Background The role of oxidant stress in cardiac ischemia/reperfusion injury in humans remains controversial. This is due, in part, to the limitations of available indices of oxidant stress in vivo. Isoprostanes are stable, free radical–catalyzed products of arachidonic acid. We assessed their formation in patients undergoing coronary reperfusion via percutaneous transluminal coronary angioplasty (PTCA).
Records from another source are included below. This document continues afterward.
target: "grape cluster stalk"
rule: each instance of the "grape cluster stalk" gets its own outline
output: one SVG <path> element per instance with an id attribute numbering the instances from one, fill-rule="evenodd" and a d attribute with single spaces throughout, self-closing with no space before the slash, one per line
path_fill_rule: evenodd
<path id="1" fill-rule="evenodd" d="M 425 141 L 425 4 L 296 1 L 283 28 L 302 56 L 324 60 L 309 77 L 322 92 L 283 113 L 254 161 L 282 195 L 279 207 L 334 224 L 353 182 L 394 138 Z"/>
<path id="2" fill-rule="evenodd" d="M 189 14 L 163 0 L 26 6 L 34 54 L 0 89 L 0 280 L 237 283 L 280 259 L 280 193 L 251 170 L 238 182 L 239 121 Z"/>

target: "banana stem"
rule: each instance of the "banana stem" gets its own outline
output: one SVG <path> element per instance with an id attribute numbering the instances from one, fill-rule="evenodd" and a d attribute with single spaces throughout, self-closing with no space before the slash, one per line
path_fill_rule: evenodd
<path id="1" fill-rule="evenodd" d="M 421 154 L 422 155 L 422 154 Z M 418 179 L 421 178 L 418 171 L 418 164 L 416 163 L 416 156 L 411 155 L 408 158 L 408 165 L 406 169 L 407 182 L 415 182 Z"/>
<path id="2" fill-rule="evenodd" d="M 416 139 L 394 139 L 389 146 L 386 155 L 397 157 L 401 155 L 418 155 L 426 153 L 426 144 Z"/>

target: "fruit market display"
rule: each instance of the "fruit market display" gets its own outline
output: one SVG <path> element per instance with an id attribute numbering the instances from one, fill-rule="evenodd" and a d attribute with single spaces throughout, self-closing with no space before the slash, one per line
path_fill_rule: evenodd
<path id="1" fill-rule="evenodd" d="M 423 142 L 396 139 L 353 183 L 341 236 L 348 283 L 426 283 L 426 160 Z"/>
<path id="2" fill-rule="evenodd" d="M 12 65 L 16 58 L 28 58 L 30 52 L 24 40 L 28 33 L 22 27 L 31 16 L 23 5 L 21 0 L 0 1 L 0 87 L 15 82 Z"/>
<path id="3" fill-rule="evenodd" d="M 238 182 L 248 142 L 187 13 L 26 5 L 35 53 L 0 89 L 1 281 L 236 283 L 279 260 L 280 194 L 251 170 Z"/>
Methods and Results We developed specific, mass spectrometry assays for two structurally distinct F ₂ isoprostanes, 8-epi-PGF _2α and IPF _2α -I. Urine samples for isoprostane determination were collected in patients undergoing coronary arteriography (n=11), elective PTCA (n=15), and angiography after thrombolysis for acute myocardial infarction (MI) (n=10). Urinary levels (pmol/mmol creatinine) of both isoprostanes were markedly increased from baseline in the first 6 hours after PTCA for acute MI (105±17.8 versus 230±66 for 8-epi-PGF _2α [ P =.009] and 466±91 versus 833±153 for IPF _2α -I [ P =.001]) and returned toward preprocedural values by 24 hours (122±18 for 8-epi-PGF _2α and 457±102 for IPF _2α -I). There was a slight increase in urinary 8-epi-PGF _2α levels (64.7±9.5 versus 84.9±10.6; P =.02) after diagnostic coronary arteriography and elective PTCA (88.7±7.5 versus 114.3±16.1; P =.01). A striking correlation was observed ( r =.68, P <.0001; n=33) between urinary 8-epi-PGF _2α and IPF _2α -I levels in patients receiving thrombolytic agents for acute MI. Conclusions Urinary F ₂ isoprostane levels are elevated in patients after treatments resulting in reperfusion for acute MI. These findings provide evidence consistent with increased oxidant stress in vivo in this setting. Measurement of urinary isoprostanes may offer a noninvasive approach to the assessment of oxidant stress and the efficacy of antioxidant therapies in these syndromes.